Thursday, July 25, 2013

Florida to Review Recent Deaths of Children involved with DCF

Florida's new interim child welfare leader asked staff to refocus their attention in the wake of a handful of recent deaths of children involved with the agency as she addressed staff in Tallahassee on Tuesday.

"It should inspire all of us in child welfare to question just how such a terrible thin should happen. It's a dramatic reminder of the importance of our work and the enormous responsibility," said Department of Children and Families Interim Secretary Esther Jacobo.

The former state prosecutor was tapped after Secretary David Wilkins abruptly resigned last week.
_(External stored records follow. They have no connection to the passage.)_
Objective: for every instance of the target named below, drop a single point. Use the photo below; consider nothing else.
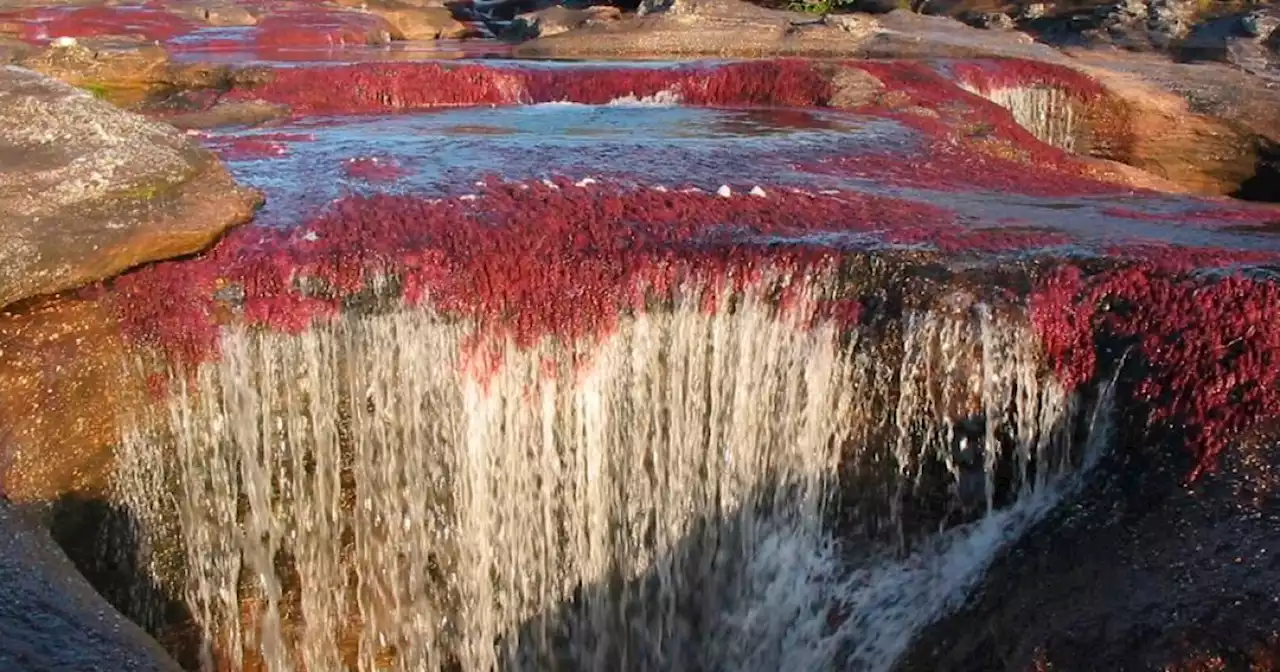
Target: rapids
(666, 499)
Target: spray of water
(1046, 112)
(359, 497)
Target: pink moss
(320, 27)
(374, 168)
(44, 24)
(524, 260)
(990, 74)
(407, 86)
(1211, 346)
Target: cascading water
(1047, 113)
(364, 496)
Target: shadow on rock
(1143, 572)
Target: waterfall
(362, 496)
(1047, 113)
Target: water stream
(361, 497)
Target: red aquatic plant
(320, 27)
(1210, 346)
(946, 164)
(385, 87)
(407, 86)
(522, 260)
(967, 127)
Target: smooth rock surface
(1142, 572)
(88, 191)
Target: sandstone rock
(12, 49)
(992, 21)
(699, 27)
(90, 190)
(1034, 10)
(216, 13)
(561, 19)
(411, 22)
(50, 617)
(1261, 22)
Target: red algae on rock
(408, 86)
(320, 27)
(1210, 348)
(44, 24)
(522, 260)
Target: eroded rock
(51, 620)
(90, 190)
(1141, 571)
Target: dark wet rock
(991, 21)
(560, 19)
(1141, 572)
(1239, 40)
(51, 620)
(90, 191)
(877, 7)
(218, 13)
(412, 22)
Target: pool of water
(309, 161)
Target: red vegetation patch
(524, 260)
(374, 169)
(407, 86)
(990, 74)
(1211, 346)
(49, 23)
(949, 165)
(319, 27)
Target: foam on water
(364, 496)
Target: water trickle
(1047, 113)
(361, 496)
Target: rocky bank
(1079, 191)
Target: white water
(1046, 112)
(353, 497)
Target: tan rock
(90, 190)
(426, 19)
(63, 384)
(423, 23)
(560, 19)
(234, 113)
(216, 13)
(1198, 126)
(51, 618)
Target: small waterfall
(1047, 113)
(362, 497)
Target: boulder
(90, 190)
(51, 620)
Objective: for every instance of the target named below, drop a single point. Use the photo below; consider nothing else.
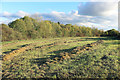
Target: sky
(90, 13)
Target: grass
(100, 61)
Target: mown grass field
(62, 58)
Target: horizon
(80, 13)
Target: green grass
(88, 64)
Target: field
(71, 57)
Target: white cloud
(97, 8)
(18, 14)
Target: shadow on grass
(7, 52)
(41, 61)
(102, 38)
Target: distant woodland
(29, 28)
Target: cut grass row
(99, 62)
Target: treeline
(29, 28)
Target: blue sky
(80, 13)
(42, 7)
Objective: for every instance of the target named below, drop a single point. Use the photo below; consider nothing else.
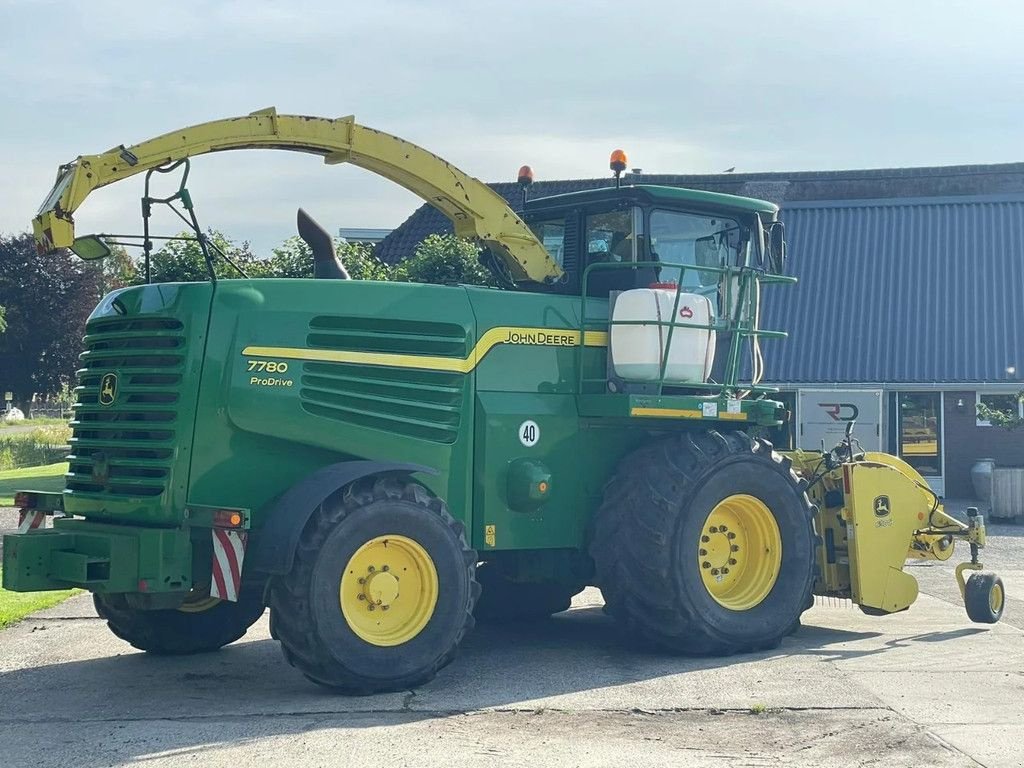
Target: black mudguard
(287, 515)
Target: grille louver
(124, 450)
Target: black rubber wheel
(171, 632)
(984, 598)
(505, 600)
(647, 539)
(306, 605)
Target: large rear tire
(506, 600)
(381, 592)
(201, 626)
(705, 545)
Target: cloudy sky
(683, 87)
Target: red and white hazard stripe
(30, 519)
(228, 552)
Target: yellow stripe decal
(491, 339)
(666, 413)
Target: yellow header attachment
(475, 210)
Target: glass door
(921, 434)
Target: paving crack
(404, 710)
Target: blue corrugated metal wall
(928, 291)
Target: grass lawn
(48, 477)
(16, 605)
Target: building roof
(906, 275)
(919, 291)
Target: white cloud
(683, 87)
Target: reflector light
(25, 500)
(227, 518)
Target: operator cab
(647, 225)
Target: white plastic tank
(637, 350)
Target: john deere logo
(882, 506)
(108, 389)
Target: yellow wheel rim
(995, 598)
(198, 600)
(740, 552)
(388, 591)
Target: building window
(921, 431)
(1008, 402)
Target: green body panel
(100, 557)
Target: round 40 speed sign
(529, 433)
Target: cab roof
(671, 196)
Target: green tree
(48, 299)
(294, 259)
(445, 259)
(997, 418)
(182, 261)
(118, 270)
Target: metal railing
(739, 323)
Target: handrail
(738, 327)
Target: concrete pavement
(921, 688)
(845, 690)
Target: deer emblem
(108, 389)
(882, 506)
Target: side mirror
(90, 248)
(776, 247)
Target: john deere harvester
(378, 463)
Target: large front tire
(381, 592)
(199, 627)
(705, 545)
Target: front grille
(124, 450)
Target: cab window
(610, 238)
(696, 240)
(552, 236)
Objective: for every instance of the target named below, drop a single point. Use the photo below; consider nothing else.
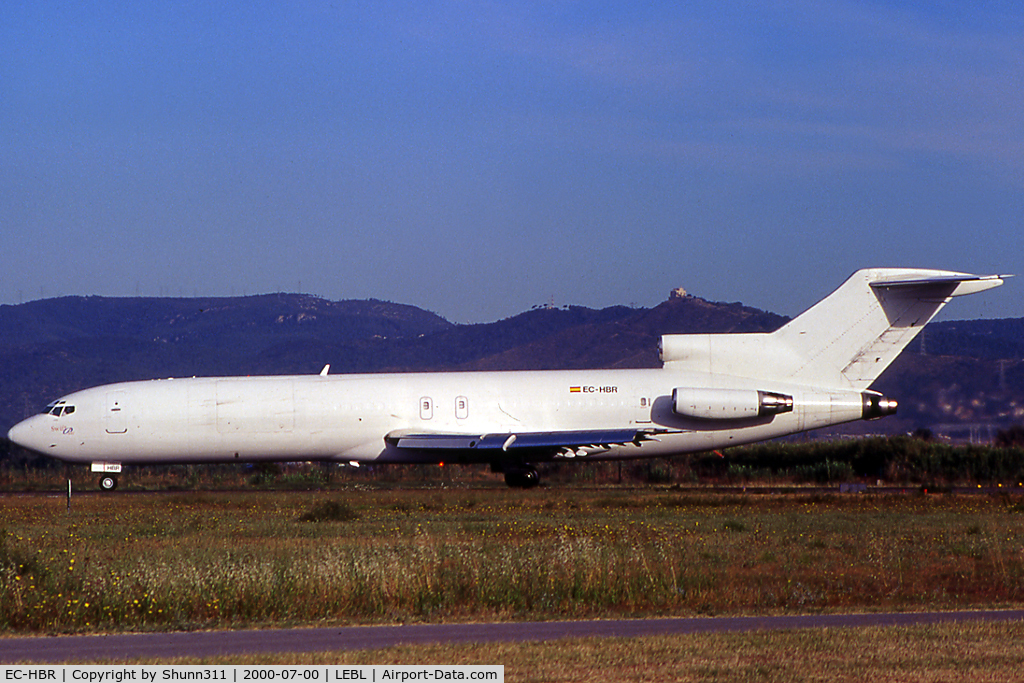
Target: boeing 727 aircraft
(712, 391)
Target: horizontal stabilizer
(844, 341)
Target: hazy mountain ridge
(967, 371)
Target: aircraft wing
(553, 440)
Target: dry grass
(213, 560)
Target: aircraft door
(116, 418)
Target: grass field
(190, 560)
(927, 654)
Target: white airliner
(712, 391)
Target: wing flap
(522, 440)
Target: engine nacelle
(705, 403)
(877, 406)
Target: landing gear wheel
(522, 478)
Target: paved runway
(62, 649)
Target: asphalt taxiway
(122, 647)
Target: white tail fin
(844, 341)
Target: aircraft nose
(25, 434)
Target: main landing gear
(521, 477)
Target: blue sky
(476, 159)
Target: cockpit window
(58, 408)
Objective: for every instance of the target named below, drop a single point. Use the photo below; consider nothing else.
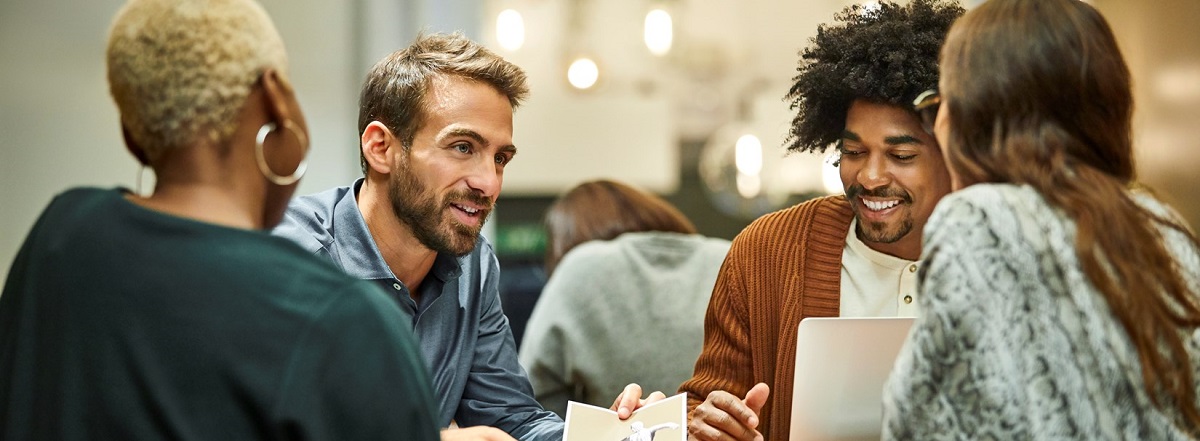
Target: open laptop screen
(841, 364)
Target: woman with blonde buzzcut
(174, 315)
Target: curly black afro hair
(886, 54)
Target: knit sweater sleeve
(783, 267)
(725, 362)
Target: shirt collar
(877, 258)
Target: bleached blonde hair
(181, 70)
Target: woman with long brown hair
(1060, 297)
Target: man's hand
(478, 433)
(723, 416)
(630, 399)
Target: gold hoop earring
(261, 157)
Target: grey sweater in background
(630, 309)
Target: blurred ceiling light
(510, 29)
(870, 6)
(831, 177)
(582, 73)
(1179, 84)
(749, 186)
(658, 31)
(748, 155)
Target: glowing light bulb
(831, 176)
(748, 155)
(658, 32)
(583, 73)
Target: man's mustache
(474, 198)
(882, 192)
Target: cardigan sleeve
(725, 361)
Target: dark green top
(119, 322)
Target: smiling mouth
(467, 210)
(879, 205)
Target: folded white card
(661, 421)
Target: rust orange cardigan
(784, 267)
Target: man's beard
(420, 209)
(881, 231)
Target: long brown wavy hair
(601, 210)
(1038, 94)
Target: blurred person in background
(1060, 298)
(629, 283)
(841, 255)
(174, 315)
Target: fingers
(628, 400)
(724, 416)
(653, 397)
(755, 399)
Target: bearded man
(436, 132)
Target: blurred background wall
(675, 124)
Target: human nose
(486, 177)
(874, 174)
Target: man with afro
(845, 255)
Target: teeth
(876, 206)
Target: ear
(276, 92)
(377, 146)
(133, 147)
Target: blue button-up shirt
(463, 334)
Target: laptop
(841, 364)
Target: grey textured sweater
(630, 309)
(1014, 342)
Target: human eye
(503, 158)
(849, 151)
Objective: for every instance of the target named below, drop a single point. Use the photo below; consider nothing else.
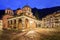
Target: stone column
(23, 23)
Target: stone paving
(35, 34)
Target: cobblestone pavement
(30, 35)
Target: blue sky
(40, 4)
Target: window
(14, 21)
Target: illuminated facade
(1, 24)
(23, 20)
(52, 21)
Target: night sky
(40, 4)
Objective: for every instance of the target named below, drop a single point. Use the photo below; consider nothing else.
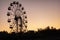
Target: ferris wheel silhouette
(17, 17)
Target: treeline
(47, 34)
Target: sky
(40, 13)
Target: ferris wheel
(17, 17)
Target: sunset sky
(41, 13)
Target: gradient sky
(41, 13)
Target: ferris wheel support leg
(17, 26)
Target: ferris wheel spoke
(15, 13)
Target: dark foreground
(47, 34)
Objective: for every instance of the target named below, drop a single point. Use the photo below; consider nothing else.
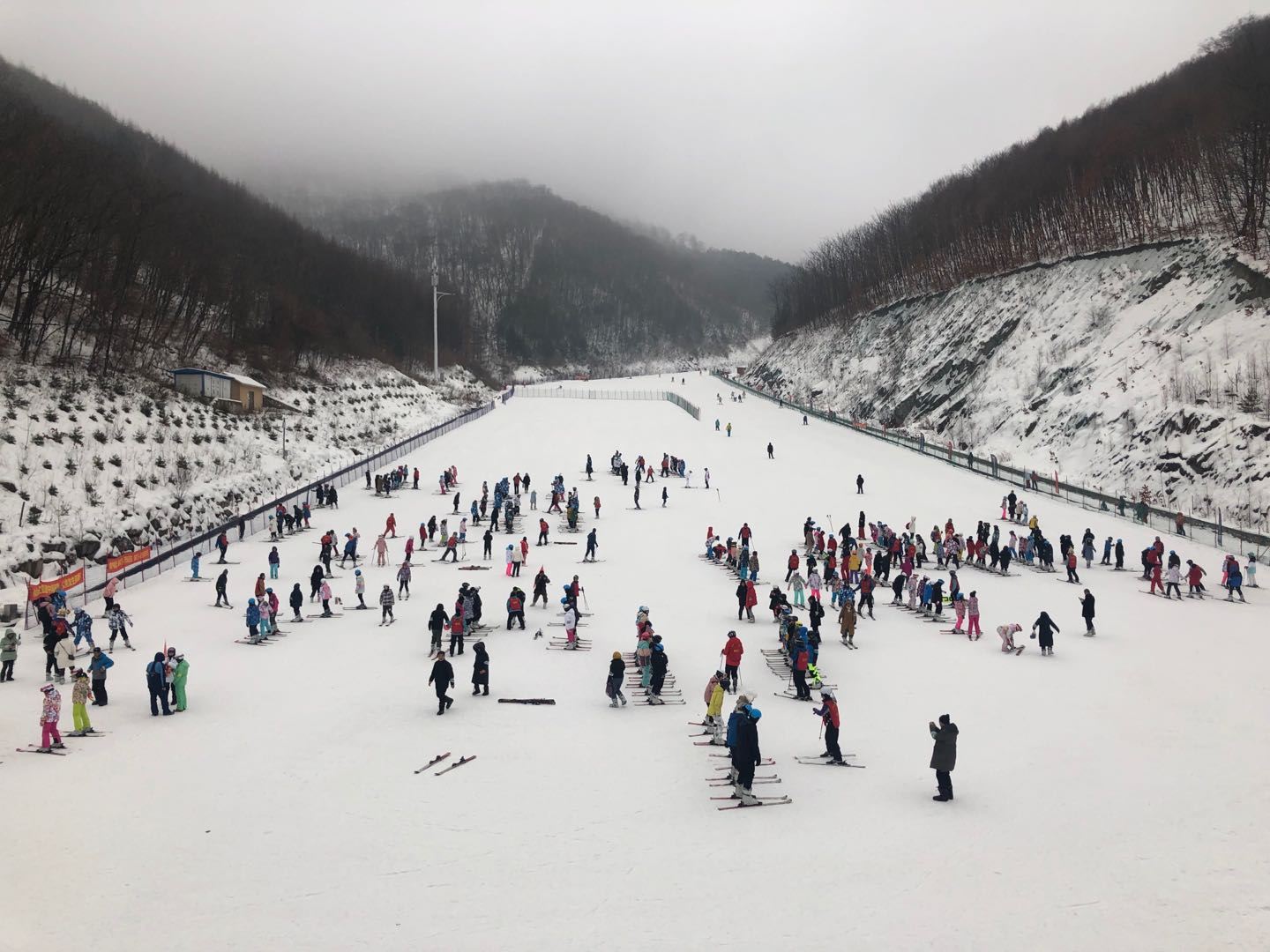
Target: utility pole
(436, 297)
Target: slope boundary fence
(578, 394)
(167, 556)
(1215, 532)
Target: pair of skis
(437, 759)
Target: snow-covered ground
(1110, 796)
(94, 469)
(1119, 371)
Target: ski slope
(1111, 796)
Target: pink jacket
(52, 707)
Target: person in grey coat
(944, 756)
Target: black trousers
(831, 741)
(800, 684)
(159, 695)
(945, 782)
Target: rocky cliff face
(1142, 368)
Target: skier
(386, 600)
(1194, 580)
(155, 674)
(944, 755)
(481, 669)
(732, 651)
(1006, 632)
(658, 664)
(616, 681)
(972, 608)
(714, 703)
(743, 741)
(1087, 612)
(49, 714)
(831, 721)
(516, 608)
(442, 678)
(118, 622)
(1047, 628)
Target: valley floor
(1106, 798)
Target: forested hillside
(544, 280)
(1185, 155)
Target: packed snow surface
(1111, 796)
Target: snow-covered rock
(1146, 367)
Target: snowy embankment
(1106, 798)
(741, 355)
(1139, 368)
(93, 470)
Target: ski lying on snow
(526, 701)
(762, 801)
(460, 762)
(433, 762)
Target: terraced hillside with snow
(1145, 367)
(89, 470)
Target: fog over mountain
(757, 126)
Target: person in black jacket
(442, 678)
(437, 622)
(616, 680)
(1044, 625)
(660, 661)
(1087, 614)
(744, 753)
(944, 755)
(158, 684)
(481, 669)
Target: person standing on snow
(155, 673)
(616, 681)
(1044, 625)
(1087, 614)
(944, 755)
(97, 669)
(831, 721)
(51, 712)
(744, 752)
(732, 651)
(442, 678)
(481, 669)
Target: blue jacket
(101, 663)
(733, 718)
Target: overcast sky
(764, 126)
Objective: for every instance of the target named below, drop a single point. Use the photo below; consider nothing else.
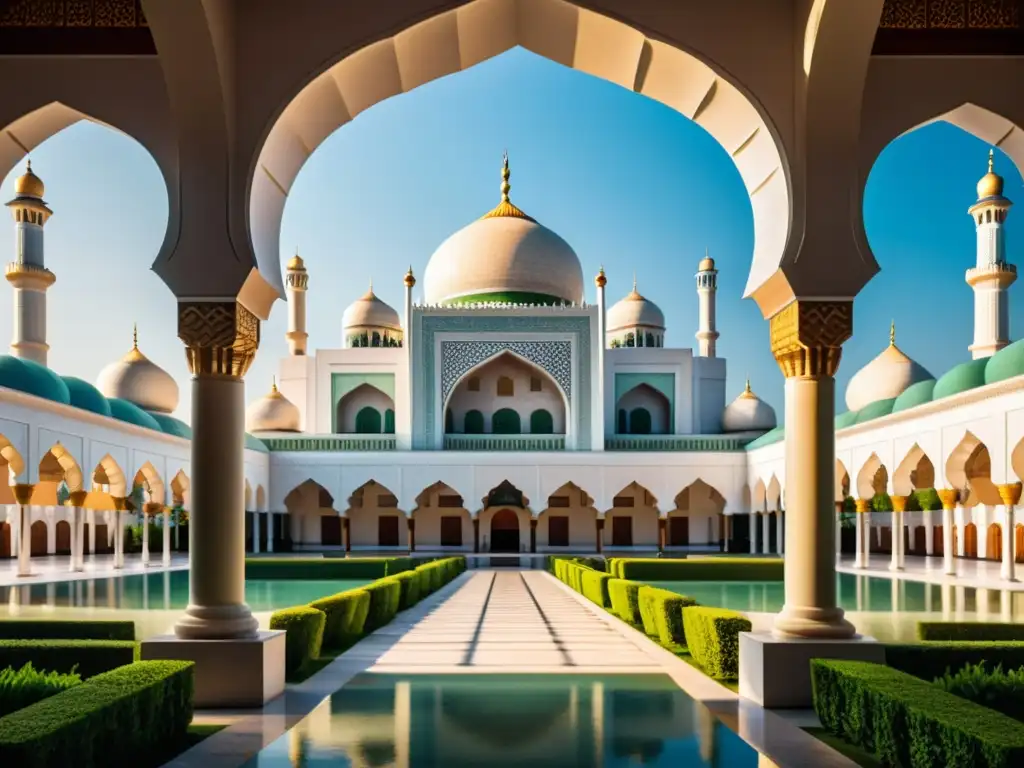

She came to the agency in 2008 and was most recently the managing director for DCF's southern region.

Jacobo's first priority has been to review every detail in a handful of cases that ended with the deaths of children involved with the agency.

"You must read every case as if it could be the next tragedy," Jacobo said.

She said processes were in place, but were not being followed. In one of the deaths, DCF fired a child protective investigator for forging documents about substance treatment for a mother months before she left her 11-month old baby in a sweltering car.

A similar problem thrust the agency into the national spotlight nearly a decade ago after a caseworker lied about visiting foster child Rilya Wilson for more than a year, while filing false reports and telling judges the girl was fine. Rilya is presumed dead.

Wilkins was in the process of overhauling the role of child protective investigators when he resigned last week, but some critics, including the agency's private contractors, said the transformation was ill conceived.

Jacobo praised Wilkins' as a mentor, but said, "I will likely take a different approach in my leadership, but that doesn't mean I don't fully respect or endorse him and the things he did in the department."

Typically in the wake of egregious child deaths, agencies either rush to remove more children from their homes and place them in foster care or swing to the other end of pendulum and leave too many in the home. But Jacobo stressed it can't be about numbers.

"These are complex families and situations, and they require sophisticated and deliberate analysis," Jacobo said. "So to base anything on this percentage of children being removed ... is irresponsible."